Quickflix (ASX: QFX) and Rewardle (ASX: RXH) have announced a partnership that will see the companies work together in an attempt to drive customer acquisition for Quickflix while adding value and increased engagement for Rewardles merchants and members.
Quickflix, a TV and Movie streaming and DVD rental service, believes to see value in teaming up with Rewardle’s customer loyalty program. Rewardle is a next generation membership, points, rewards and payments platform operating as the modern-day digital version of traditional local merchant “get one-free” loyalty card programs. They have over one million members using local business such as cafés, gyms and fast food stores. Under the agreement Rewardle will integrate special offers for Quickflix streaming entertainment as rewards that will be made available to members for redemption via its platform.
Following the release of Netflix and increased competition among streaming providers in Australia, Quicklfix is hoping the partnership will increase customer awareness and uptake.
According to Quickflix CEO Stephen Langsford “Rewardle is enjoying rapid growth and represents an exciting new channel to reach our target audience. Quicklfix has established a great streaming platform and is bolstering its subscription streaming content in partnership with Presto.”

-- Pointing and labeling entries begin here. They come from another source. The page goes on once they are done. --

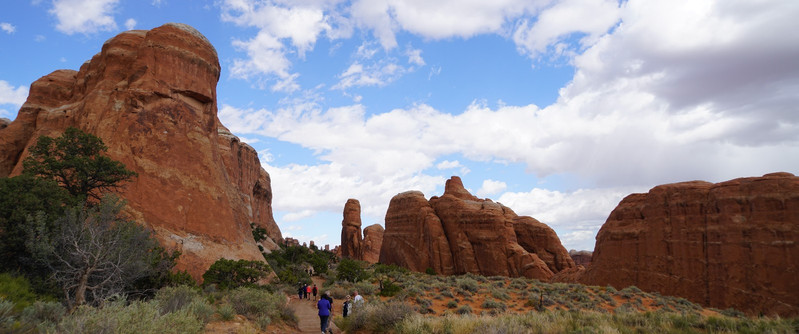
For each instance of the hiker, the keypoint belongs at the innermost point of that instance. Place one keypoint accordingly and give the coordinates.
(325, 311)
(346, 309)
(329, 299)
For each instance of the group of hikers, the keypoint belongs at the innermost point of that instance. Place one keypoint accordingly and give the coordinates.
(325, 303)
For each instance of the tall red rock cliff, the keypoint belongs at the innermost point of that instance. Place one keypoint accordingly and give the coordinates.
(351, 240)
(730, 244)
(151, 97)
(459, 233)
(372, 242)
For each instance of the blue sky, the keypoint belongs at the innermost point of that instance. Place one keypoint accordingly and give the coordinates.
(557, 109)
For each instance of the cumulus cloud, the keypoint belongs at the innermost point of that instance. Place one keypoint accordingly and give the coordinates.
(591, 18)
(7, 27)
(491, 187)
(662, 92)
(84, 16)
(267, 53)
(130, 24)
(14, 96)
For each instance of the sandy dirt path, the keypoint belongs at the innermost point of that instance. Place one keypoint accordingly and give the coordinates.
(308, 315)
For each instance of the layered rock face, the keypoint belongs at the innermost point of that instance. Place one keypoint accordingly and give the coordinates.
(372, 242)
(581, 258)
(151, 97)
(730, 244)
(351, 240)
(459, 233)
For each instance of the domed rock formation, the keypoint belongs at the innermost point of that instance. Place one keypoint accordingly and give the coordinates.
(730, 244)
(581, 258)
(351, 240)
(151, 97)
(372, 241)
(459, 233)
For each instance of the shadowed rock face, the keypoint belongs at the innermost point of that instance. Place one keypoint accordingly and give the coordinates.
(351, 240)
(730, 244)
(151, 97)
(372, 241)
(459, 233)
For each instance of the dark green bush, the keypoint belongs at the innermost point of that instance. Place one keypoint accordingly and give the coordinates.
(229, 274)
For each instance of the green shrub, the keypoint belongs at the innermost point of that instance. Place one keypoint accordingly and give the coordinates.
(16, 290)
(173, 299)
(465, 309)
(377, 316)
(226, 312)
(468, 284)
(137, 317)
(228, 274)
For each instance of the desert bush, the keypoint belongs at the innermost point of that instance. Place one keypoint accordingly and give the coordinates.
(226, 312)
(377, 316)
(172, 299)
(468, 284)
(44, 315)
(229, 274)
(17, 291)
(137, 317)
(493, 304)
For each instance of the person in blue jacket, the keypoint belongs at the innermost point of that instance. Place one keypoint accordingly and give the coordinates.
(325, 307)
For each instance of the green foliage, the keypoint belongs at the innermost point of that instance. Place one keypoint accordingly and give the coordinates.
(97, 252)
(229, 274)
(258, 233)
(21, 198)
(17, 290)
(351, 271)
(135, 317)
(75, 161)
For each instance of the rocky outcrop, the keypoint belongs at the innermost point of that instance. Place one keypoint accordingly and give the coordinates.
(372, 241)
(730, 244)
(581, 258)
(459, 233)
(151, 97)
(351, 240)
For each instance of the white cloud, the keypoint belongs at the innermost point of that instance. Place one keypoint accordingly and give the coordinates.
(84, 16)
(491, 187)
(414, 56)
(130, 24)
(677, 91)
(7, 27)
(267, 54)
(563, 19)
(11, 95)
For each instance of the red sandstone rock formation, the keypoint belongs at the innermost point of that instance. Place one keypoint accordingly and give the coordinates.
(351, 240)
(459, 233)
(151, 97)
(730, 244)
(372, 241)
(582, 258)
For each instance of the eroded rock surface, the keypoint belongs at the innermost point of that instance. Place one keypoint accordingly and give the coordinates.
(351, 239)
(372, 241)
(730, 244)
(151, 97)
(459, 233)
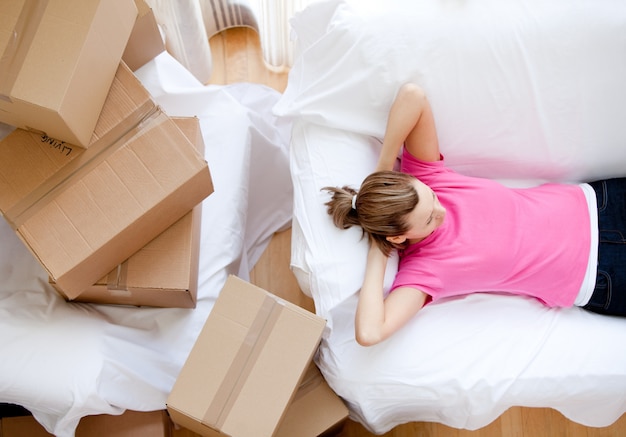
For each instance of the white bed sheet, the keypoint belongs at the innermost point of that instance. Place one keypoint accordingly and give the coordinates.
(522, 91)
(62, 360)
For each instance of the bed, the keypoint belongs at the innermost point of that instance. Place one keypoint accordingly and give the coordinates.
(63, 361)
(523, 91)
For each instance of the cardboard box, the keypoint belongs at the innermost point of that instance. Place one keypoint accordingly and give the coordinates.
(82, 212)
(164, 273)
(145, 41)
(58, 59)
(246, 364)
(129, 424)
(315, 410)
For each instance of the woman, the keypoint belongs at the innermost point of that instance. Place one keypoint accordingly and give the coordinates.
(458, 235)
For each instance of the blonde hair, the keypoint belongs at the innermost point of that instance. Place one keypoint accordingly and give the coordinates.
(382, 205)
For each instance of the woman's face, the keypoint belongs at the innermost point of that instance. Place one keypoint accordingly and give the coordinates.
(427, 215)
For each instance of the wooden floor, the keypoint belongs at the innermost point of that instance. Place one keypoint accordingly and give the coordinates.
(237, 57)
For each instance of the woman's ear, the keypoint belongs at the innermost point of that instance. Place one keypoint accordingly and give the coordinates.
(397, 239)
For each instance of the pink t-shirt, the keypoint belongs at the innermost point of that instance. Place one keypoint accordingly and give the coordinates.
(532, 241)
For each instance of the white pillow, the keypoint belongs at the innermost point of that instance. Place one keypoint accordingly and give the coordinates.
(520, 89)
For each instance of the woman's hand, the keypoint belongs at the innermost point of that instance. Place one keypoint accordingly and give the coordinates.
(377, 318)
(410, 123)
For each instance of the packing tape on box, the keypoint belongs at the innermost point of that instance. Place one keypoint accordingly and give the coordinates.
(19, 44)
(243, 363)
(148, 116)
(117, 280)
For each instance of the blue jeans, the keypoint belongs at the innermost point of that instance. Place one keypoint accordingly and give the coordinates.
(609, 295)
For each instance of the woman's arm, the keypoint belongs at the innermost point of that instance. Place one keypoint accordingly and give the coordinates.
(411, 123)
(378, 318)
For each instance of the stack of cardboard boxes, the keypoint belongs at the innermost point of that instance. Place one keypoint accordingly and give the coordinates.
(105, 189)
(96, 170)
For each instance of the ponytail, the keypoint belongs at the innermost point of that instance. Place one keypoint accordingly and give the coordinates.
(380, 208)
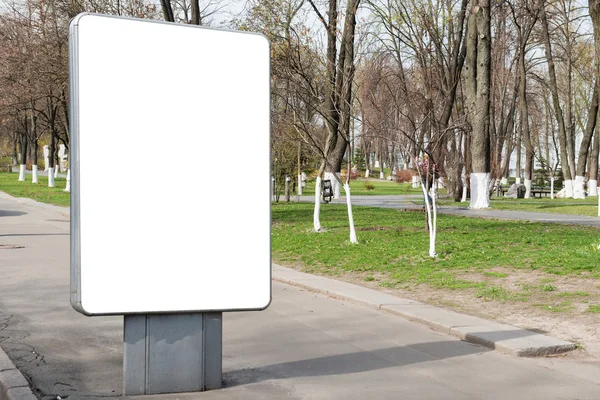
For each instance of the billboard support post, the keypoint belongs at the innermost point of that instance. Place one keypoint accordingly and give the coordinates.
(172, 353)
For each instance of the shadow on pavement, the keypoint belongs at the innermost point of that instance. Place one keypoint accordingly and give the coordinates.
(7, 213)
(351, 363)
(34, 234)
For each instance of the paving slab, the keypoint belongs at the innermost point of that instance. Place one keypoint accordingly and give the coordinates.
(502, 337)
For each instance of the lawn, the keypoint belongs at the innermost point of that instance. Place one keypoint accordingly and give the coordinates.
(512, 271)
(38, 191)
(395, 242)
(587, 206)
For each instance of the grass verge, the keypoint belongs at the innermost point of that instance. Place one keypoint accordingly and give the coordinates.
(36, 191)
(522, 267)
(587, 206)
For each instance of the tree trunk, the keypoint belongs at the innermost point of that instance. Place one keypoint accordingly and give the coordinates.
(478, 81)
(594, 6)
(524, 114)
(562, 130)
(23, 142)
(578, 187)
(593, 167)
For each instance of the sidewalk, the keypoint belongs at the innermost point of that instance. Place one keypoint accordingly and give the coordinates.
(406, 202)
(340, 342)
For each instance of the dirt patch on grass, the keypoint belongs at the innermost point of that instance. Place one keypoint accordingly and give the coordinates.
(565, 307)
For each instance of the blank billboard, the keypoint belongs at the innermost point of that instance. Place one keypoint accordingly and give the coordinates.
(170, 165)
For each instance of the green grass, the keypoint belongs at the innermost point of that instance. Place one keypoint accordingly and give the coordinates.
(360, 188)
(39, 191)
(588, 206)
(594, 308)
(396, 243)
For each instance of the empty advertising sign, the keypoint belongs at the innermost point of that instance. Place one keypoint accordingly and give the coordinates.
(170, 164)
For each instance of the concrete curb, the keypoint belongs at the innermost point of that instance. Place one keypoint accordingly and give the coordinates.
(502, 337)
(13, 385)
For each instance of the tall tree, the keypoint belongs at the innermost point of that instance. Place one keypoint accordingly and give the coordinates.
(477, 71)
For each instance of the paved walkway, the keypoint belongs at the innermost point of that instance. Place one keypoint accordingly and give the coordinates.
(304, 346)
(408, 202)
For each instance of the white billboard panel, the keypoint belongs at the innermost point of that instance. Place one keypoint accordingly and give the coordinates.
(170, 165)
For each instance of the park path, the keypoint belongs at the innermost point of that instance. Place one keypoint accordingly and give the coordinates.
(304, 346)
(407, 202)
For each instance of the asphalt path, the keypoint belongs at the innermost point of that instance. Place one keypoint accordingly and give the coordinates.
(304, 346)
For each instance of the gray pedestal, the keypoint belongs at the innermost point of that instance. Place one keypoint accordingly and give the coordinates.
(170, 353)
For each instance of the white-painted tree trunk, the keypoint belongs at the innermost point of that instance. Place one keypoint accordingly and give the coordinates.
(50, 177)
(527, 188)
(568, 188)
(431, 223)
(415, 182)
(34, 174)
(480, 194)
(593, 187)
(335, 179)
(317, 214)
(353, 238)
(68, 187)
(579, 187)
(272, 187)
(22, 172)
(464, 198)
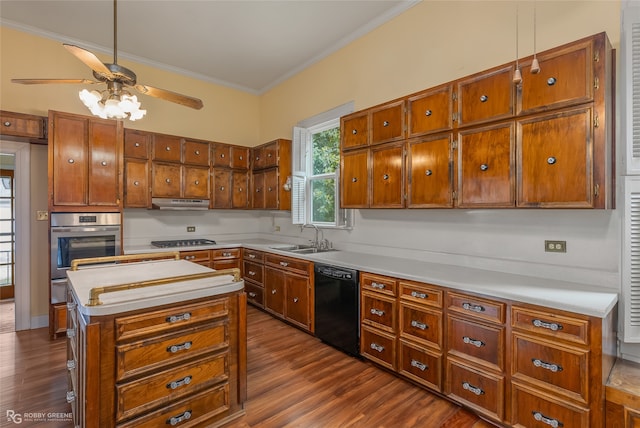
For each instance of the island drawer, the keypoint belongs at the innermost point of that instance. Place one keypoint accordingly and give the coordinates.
(196, 410)
(150, 354)
(162, 387)
(155, 322)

After a strong finish at the end of last year, Rewardle has since made a net loss of $4.2 million for the first half of the 2015 financial year. Rewardle is hoping the addition of a Quicklfix to its rewards programs will increase customer uptake and value for shareholders. Rewardle MD Ruwan Weerasooriya stated “Movie and TV streaming entertainment serves as a fantastic, high-value member reward incentive. It is an exciting new category for Rewardle to participate in and we are delighted to be partnering with Quickflix which shares our spirit for innovation and being at the forefront in driving new consumer behaviour.”
In September last year we at Wise-Owl issued a float watch for Rewardle. We recognised that the company is reliant on external capital and that there are limited barriers to entry leaving the company exposed to competitive risks.